The so-called ‘Presence Policy’ was apparently adopted from Ryanair’s own work rules in a bid to improve performance and reduce the number of sick days at the Vienna-based budget carrier. Ryanair is attempting to turn the loss-making airline around after initially buying a 75 per cent in March 2018 and going on to acquire the whole business in January.
Laudamotion will remain loss-making for at least another year and with stiff competition in the Austrian and German markets, revenue per guest remains below ambitious targets. Ryanair hopes to get its Austrian subsidiary to breakeven at some point in 2021, helped in part through a “cost reduction” programme and increased efficiencies.
“While Laudamotion cabin crew are celebrated in public with new red uniforms, many employees do not even laugh,” a press release from the ACA said.
The new sickness policy is relatively simple. Any crew member who has 10 or more sick days in a rolling 12-month period receives a “scary” warning letter which goes into “meticulous” detail about how an individual’s poor performance is bad for the company. If a crew member has 12 or more sick days within a year then they face being sacked.
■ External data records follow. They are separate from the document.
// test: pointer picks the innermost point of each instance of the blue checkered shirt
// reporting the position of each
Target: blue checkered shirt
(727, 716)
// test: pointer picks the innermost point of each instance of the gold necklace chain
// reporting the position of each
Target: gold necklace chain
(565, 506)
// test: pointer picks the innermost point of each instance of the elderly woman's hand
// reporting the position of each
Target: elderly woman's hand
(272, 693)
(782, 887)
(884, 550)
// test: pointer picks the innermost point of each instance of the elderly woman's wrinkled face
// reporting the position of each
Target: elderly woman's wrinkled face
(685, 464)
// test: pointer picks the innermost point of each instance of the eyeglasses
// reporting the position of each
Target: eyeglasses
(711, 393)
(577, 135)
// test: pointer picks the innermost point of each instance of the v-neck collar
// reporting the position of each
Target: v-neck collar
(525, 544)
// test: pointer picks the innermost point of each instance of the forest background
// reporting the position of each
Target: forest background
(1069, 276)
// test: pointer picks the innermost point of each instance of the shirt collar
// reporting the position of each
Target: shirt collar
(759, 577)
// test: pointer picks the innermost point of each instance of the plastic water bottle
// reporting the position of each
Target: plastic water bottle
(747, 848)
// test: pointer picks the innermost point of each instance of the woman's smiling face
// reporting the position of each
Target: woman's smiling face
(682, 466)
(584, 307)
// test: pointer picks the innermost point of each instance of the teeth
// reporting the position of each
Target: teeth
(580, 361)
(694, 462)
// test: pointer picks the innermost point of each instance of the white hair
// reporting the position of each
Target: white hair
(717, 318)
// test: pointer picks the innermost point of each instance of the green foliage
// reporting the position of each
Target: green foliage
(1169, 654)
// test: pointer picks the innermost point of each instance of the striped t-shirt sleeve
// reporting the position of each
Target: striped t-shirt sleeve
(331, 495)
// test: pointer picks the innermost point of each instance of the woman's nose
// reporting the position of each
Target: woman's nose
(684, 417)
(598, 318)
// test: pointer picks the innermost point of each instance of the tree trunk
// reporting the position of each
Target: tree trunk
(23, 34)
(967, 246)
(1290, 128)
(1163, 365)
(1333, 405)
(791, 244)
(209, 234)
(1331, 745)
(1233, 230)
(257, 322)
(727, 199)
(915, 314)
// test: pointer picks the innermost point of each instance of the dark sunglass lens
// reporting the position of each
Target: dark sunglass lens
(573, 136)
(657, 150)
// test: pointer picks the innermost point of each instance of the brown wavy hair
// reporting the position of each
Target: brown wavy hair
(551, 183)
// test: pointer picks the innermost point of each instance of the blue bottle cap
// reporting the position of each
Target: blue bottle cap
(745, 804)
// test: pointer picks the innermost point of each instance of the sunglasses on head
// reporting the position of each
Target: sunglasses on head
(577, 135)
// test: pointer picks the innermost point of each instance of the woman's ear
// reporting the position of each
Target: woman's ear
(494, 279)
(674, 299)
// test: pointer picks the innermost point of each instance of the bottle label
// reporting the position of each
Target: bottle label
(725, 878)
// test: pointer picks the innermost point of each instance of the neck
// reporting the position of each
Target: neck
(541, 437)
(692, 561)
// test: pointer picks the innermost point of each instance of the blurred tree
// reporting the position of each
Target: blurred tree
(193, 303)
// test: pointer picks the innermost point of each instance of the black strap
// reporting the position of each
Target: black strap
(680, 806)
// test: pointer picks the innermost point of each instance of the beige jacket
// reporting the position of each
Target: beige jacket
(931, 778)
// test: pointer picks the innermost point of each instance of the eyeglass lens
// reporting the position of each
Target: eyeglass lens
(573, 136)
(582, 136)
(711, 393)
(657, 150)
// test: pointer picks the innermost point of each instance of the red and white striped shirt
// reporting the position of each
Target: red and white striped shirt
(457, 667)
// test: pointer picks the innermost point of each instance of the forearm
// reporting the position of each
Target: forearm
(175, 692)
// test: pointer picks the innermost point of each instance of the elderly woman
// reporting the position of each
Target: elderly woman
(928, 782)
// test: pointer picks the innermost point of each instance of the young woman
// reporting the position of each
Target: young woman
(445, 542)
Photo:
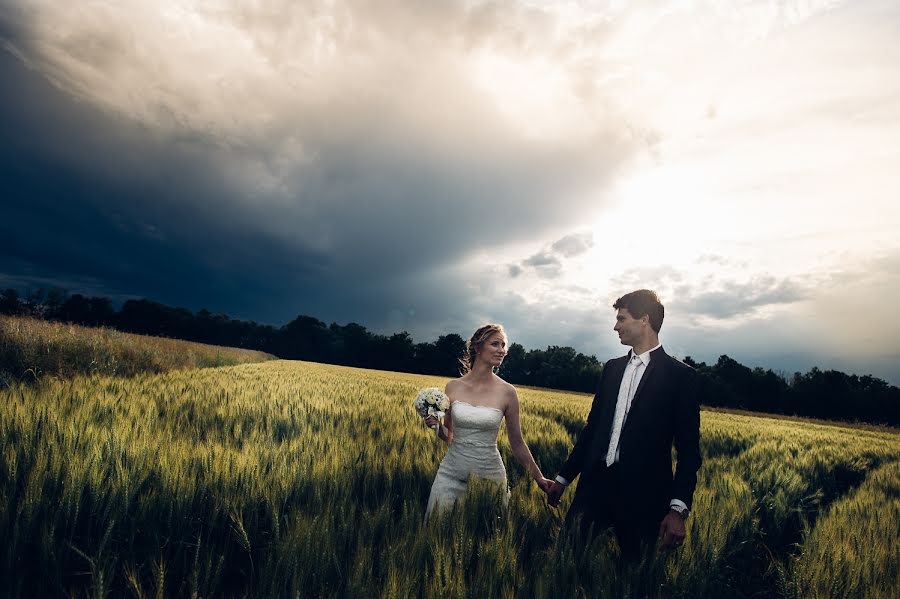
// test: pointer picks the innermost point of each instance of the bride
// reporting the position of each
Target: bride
(479, 400)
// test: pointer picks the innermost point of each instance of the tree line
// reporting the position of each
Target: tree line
(818, 393)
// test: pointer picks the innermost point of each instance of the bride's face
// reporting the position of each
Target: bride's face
(493, 350)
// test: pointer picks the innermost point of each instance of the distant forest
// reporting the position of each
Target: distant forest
(818, 393)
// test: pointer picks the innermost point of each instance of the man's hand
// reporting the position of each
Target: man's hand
(554, 492)
(671, 531)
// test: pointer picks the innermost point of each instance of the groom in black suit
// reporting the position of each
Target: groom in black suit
(645, 402)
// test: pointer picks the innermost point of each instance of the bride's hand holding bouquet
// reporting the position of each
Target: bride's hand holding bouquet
(431, 404)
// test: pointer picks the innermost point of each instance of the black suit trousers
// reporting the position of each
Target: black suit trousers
(605, 499)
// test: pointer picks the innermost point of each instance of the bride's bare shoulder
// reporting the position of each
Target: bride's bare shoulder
(453, 386)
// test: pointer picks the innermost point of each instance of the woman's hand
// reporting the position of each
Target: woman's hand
(544, 484)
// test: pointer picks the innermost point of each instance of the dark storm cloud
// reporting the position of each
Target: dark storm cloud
(268, 186)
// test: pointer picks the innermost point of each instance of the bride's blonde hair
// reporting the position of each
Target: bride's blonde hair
(467, 361)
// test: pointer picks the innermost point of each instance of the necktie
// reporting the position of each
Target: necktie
(621, 409)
One Austrian newspaper claims a flight attendant was sacked after accruing 14-days sick leave within a year – to put that in perspective, the Austrian national average is 13-days sick leave per employee a year.
Luadamotion allegedly makes it difficult to report sick in the first place
But the ACA also accuses Laudamotion of making it incredibly difficult to report sick in the first place. Crew allegedly have to get in contact with the company at least two hours before their duty to report ill – and at that point, they also have to have a note from their doctor to confirm they’re sick.
If flight attendants or pilots don’t meet this target then the company records their absence as a “refusal to fly” – presumably that makes it easier to take disciplinary action.
“Sick flight crews are a security risk, especially if they are worried about the job,” Isabel Doppelreiter, President of ACA warns. “Passengers who buy cheap tickets should be aware that the price they pay may be very high.”
The ACA points out that Laudamotion isn’t an average employer – instead, it employs safety professionals who have a great deal of responsibility for the security and wellbeing of passengers. They can only carry out these important duties if they are fit and well.
But of course, working long hours in a pressurised metal tube surrounded by hundreds of people in close confines means that flight attendants are prone to getting sick – more so than the average office worker. It’s exactly why a U.S. flight attendant union is so unhappy with American Airlines for its sickness and performance policy.
We reached out to Laudamotion for comment on the allegations raised by the ACA but had not received a reply by the time of publication.